Federal prosecutors argued in their sentencing memo that Taake "has continually shifted blame for his criminal actions on January 6 to the victim officers, members of Congress, and the media," in the nearly three years since his arrest.
"His enduring narrative is that he and other 'patriots' were heroes and that he is a wrongfully detained victim of 'selective persecution.' He has not exhibited an ounce of remorse for his actions, nor accepted responsibility — going so far as to deny responsibility even after his guilty plea," they wrote. "And based on reports from his pretrial detention, he has taken to using violence against other inmates to relieve his frustrations with his self-inflicted predicament."
Taake was arrested as a result of a sting operation that a young professional working in the nation’s capital launched on the dating app Bumble after the Jan. 6 attack.
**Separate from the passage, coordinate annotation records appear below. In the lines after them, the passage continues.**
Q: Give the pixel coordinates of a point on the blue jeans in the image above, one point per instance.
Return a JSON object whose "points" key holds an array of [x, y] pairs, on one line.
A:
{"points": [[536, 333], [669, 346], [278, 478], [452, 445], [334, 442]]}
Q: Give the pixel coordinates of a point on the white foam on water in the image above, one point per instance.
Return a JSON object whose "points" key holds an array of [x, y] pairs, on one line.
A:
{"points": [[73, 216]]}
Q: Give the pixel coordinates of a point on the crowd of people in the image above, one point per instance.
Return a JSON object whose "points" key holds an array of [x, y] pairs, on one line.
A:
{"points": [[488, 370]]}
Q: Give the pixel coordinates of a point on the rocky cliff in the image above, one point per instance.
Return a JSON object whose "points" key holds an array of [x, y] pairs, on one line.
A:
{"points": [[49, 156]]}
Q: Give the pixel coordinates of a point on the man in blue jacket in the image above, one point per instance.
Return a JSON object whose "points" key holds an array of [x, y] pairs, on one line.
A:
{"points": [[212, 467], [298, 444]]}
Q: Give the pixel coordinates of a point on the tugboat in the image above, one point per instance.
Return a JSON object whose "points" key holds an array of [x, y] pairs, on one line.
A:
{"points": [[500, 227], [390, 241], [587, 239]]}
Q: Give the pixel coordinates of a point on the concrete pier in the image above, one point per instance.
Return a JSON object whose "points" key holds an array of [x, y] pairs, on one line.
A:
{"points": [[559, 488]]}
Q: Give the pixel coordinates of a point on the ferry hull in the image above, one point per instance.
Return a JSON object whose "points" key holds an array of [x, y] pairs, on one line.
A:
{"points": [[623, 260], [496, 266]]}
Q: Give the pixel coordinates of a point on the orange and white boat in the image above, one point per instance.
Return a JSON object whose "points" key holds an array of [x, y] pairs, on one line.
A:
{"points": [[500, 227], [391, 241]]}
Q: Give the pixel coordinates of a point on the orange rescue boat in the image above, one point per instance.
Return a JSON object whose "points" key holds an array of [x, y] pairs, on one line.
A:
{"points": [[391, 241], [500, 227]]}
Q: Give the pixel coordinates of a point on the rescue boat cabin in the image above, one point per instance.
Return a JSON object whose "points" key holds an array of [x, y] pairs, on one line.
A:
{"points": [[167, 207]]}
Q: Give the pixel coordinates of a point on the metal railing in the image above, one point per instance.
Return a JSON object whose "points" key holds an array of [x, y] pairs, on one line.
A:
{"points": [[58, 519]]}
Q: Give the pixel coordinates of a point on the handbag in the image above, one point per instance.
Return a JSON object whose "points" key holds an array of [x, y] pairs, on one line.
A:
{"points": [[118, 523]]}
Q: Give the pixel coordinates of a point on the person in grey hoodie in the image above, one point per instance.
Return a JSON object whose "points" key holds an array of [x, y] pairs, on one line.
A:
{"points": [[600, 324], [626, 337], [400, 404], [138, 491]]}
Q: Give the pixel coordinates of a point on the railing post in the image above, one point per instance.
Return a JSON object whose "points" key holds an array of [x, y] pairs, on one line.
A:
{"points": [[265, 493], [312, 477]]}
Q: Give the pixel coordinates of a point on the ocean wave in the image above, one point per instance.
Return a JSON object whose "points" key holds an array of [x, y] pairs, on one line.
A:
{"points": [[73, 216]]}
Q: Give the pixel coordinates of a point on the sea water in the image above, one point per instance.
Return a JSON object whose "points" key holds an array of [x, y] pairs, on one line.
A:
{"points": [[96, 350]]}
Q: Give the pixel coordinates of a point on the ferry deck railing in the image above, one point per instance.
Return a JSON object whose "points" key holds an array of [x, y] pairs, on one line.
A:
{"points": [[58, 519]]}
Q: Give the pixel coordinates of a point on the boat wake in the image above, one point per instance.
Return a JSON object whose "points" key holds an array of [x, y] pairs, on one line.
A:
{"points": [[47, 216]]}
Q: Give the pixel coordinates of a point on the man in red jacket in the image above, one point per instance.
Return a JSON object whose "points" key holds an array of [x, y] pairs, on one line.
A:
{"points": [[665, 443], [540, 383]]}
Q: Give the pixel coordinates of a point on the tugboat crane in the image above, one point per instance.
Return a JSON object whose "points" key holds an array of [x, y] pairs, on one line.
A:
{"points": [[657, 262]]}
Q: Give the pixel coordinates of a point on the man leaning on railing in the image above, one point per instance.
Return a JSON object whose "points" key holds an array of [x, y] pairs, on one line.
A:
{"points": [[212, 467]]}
The woman, referred to as "Witness 1" in an FBI affidavit, previously recalled how a bit of "comically minimal ego-stroking" on her part led to Taake and other Jan. 6 participants giving up information about their activities during that attack.
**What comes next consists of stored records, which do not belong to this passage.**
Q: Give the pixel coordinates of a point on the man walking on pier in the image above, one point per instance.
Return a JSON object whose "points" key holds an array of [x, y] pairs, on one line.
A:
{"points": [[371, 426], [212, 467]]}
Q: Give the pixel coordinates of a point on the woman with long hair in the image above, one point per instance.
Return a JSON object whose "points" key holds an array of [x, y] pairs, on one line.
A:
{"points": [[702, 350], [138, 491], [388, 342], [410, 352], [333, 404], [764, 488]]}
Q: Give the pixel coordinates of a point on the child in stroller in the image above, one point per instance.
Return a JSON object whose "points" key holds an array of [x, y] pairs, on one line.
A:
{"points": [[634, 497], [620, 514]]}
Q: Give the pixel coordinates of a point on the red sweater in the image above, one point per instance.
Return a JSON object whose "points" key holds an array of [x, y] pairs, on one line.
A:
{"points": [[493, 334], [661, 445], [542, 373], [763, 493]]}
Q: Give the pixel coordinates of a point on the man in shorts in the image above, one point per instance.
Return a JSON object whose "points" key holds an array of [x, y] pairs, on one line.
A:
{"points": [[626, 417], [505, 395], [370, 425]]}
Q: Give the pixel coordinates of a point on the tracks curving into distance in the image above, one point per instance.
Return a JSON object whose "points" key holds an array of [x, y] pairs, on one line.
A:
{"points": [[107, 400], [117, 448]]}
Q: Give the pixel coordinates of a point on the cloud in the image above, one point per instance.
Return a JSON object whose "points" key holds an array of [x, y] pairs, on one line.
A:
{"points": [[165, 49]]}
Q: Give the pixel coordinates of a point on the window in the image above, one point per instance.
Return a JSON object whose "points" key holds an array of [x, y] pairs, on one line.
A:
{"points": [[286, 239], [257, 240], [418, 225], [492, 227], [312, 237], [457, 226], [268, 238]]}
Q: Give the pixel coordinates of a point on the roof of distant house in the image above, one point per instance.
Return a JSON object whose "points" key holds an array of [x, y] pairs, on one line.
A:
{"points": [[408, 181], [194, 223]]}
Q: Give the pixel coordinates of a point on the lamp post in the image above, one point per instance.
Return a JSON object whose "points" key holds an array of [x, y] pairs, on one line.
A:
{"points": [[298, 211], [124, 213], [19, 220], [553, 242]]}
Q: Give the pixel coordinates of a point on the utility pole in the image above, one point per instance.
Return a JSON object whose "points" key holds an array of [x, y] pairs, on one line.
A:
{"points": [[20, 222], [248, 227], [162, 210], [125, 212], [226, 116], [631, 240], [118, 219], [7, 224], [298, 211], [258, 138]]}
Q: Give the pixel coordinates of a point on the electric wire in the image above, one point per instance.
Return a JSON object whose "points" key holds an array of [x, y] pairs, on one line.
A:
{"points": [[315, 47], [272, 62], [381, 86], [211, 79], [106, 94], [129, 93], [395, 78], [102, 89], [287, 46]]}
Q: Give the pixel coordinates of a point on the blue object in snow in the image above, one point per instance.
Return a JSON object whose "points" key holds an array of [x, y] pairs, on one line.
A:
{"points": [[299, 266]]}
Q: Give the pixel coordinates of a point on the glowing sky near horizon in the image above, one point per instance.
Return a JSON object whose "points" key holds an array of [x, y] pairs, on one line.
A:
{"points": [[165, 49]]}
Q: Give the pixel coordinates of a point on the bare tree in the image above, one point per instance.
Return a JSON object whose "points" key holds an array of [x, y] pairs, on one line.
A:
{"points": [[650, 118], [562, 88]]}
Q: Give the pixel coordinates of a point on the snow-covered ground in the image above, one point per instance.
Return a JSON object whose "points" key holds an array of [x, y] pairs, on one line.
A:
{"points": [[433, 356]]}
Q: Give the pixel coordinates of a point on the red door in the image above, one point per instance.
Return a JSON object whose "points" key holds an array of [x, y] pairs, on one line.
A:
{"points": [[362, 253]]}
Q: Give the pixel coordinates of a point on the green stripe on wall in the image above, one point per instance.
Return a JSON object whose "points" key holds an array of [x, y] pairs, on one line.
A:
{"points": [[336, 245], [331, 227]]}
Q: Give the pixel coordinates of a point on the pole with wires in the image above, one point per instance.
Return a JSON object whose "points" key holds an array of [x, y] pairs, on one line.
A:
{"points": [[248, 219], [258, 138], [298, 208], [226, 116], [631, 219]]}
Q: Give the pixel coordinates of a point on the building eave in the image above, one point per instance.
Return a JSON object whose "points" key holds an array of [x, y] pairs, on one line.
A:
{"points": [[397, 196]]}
“I felt a bit of ‘civic duty,’ I guess, but truthfully, I was mostly just mad and thinking, 'F--- these guys,'” the woman, who spoke anonymously for fear of online reprisal, said. The men wanted to "regurgitate" the lies they heard from prominent Republicans about the 2020 presidential election, she said.
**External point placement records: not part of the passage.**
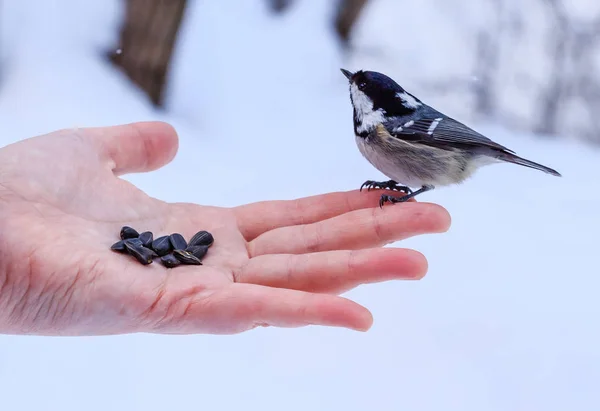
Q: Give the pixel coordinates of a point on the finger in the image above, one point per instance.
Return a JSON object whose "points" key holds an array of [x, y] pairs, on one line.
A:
{"points": [[257, 218], [333, 271], [245, 306], [136, 147], [366, 228]]}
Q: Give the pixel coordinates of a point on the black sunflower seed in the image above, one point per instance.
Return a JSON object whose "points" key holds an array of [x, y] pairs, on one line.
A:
{"points": [[177, 241], [170, 261], [199, 251], [202, 238], [146, 237], [119, 246], [128, 232], [162, 245], [142, 254], [186, 257], [133, 242]]}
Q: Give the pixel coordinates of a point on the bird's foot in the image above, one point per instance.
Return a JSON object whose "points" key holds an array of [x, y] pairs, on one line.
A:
{"points": [[390, 185], [392, 199]]}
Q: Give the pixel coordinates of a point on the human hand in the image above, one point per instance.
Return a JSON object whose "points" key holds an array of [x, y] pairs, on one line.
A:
{"points": [[278, 263]]}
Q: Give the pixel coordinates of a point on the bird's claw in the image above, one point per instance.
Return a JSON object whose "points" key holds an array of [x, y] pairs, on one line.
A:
{"points": [[391, 199], [390, 185]]}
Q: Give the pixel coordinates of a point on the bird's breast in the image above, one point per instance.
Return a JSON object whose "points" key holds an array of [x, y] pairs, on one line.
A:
{"points": [[409, 163]]}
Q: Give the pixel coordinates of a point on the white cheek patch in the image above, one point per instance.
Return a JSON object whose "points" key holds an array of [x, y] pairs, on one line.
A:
{"points": [[408, 100], [366, 116]]}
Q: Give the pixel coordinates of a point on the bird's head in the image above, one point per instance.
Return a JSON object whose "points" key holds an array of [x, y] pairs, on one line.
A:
{"points": [[375, 96]]}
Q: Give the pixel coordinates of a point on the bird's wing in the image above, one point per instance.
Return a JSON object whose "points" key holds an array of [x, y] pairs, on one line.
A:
{"points": [[440, 131]]}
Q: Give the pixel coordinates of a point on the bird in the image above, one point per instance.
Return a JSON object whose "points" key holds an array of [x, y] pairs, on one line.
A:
{"points": [[413, 144]]}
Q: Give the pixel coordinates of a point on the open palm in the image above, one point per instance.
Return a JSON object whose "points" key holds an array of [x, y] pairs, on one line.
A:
{"points": [[279, 263]]}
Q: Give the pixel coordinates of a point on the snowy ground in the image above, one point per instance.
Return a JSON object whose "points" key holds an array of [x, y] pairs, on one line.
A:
{"points": [[505, 320]]}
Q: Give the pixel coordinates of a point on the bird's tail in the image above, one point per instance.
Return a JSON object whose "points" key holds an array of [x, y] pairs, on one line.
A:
{"points": [[512, 158]]}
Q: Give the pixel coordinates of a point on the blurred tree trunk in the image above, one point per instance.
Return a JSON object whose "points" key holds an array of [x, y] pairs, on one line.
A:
{"points": [[347, 14], [148, 37]]}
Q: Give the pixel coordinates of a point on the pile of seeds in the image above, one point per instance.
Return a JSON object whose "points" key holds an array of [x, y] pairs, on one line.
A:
{"points": [[172, 249]]}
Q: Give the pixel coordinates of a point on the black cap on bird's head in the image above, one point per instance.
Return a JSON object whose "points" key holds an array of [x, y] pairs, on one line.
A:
{"points": [[382, 91]]}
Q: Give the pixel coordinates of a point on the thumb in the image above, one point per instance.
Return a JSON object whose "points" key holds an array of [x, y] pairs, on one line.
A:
{"points": [[136, 147]]}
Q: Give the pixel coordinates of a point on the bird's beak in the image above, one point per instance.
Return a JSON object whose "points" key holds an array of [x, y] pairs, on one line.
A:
{"points": [[347, 73]]}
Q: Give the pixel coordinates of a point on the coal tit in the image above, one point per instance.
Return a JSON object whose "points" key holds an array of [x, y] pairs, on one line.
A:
{"points": [[414, 144]]}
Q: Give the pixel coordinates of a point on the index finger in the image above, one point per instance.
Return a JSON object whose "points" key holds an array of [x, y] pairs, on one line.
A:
{"points": [[257, 218]]}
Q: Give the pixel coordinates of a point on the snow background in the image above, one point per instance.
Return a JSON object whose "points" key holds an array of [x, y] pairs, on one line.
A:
{"points": [[506, 318]]}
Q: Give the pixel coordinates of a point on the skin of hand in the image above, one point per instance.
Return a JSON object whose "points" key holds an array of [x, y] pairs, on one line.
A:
{"points": [[273, 263]]}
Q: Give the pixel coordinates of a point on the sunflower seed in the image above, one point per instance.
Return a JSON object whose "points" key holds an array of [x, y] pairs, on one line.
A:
{"points": [[119, 246], [146, 237], [170, 261], [199, 251], [202, 238], [177, 241], [186, 257], [128, 232], [142, 254], [133, 242], [162, 245]]}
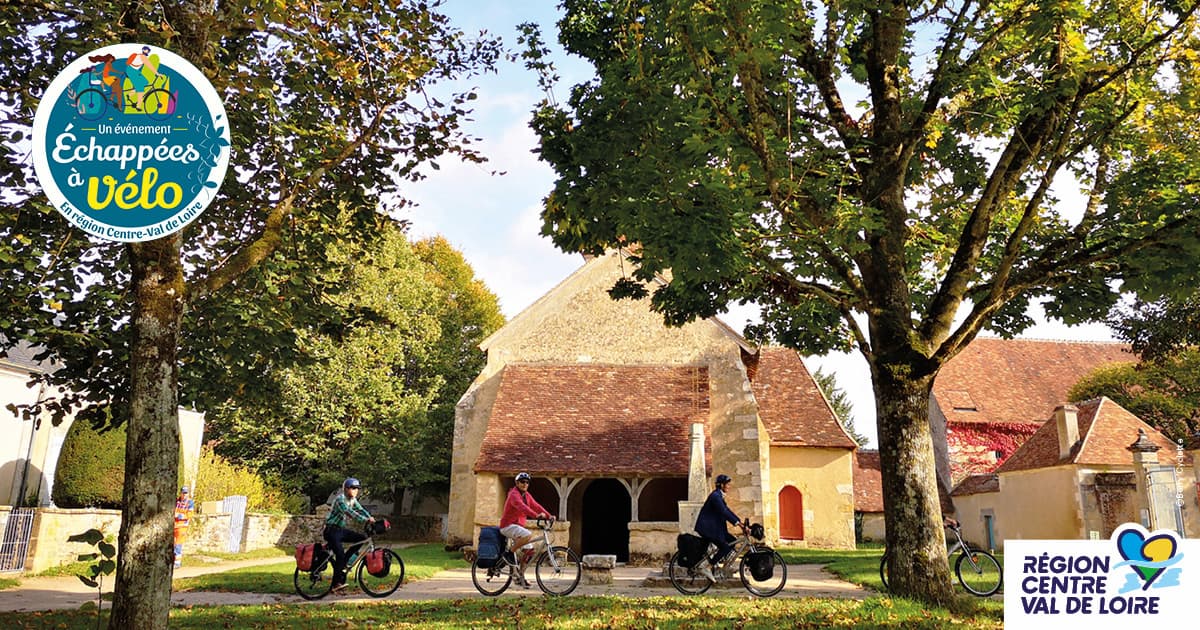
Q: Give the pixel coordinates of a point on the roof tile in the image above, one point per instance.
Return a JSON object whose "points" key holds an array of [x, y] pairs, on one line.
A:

The woman's strategy, she recalled, was to say, “Wow, crazy, tell me more,” on repeat until she had enough to send to the FBI.
“It definitely didn’t take a lot of arm-twisting to get them to start talking about it. Basically, me being like ‘Wow, so cool — then what? What else?’ was pretty much all it took," she said. “One of my friends was like, ‘You basically got all these confessions just being, like, “Haha! Then what?'"
In court Wednesday, Assistant U.S. Attorney Madison Mumma said that Taake had committed at least six assaults on Jan. 6, including four using bear spray. Taake, she said, thought Trump’s election loss was the “beginning of the end for the United States” and vowed to take the fight “directly to the swamp creatures.”
Taake, wearing prison orange, spoke before the sentence was imposed, saying he was “not some violent, threatening monster” and he apologized to the victim officer who was in court.
“I’ve never once tried to say I was innocent,” Taake said. “I screwed up. I did things I should not have done.”
Taake said he was “seeing red” when he committed the assaults, and “got caught up in the moment.”
More than 1,400 people have been charged in connection with the Capitol attack, and prosecutors have secured convictions against more than 1,000 defendants. Roughly 500 defendants have been sentenced to periods of incarceration ranging from a few days behind bars to 22 years in federal prison.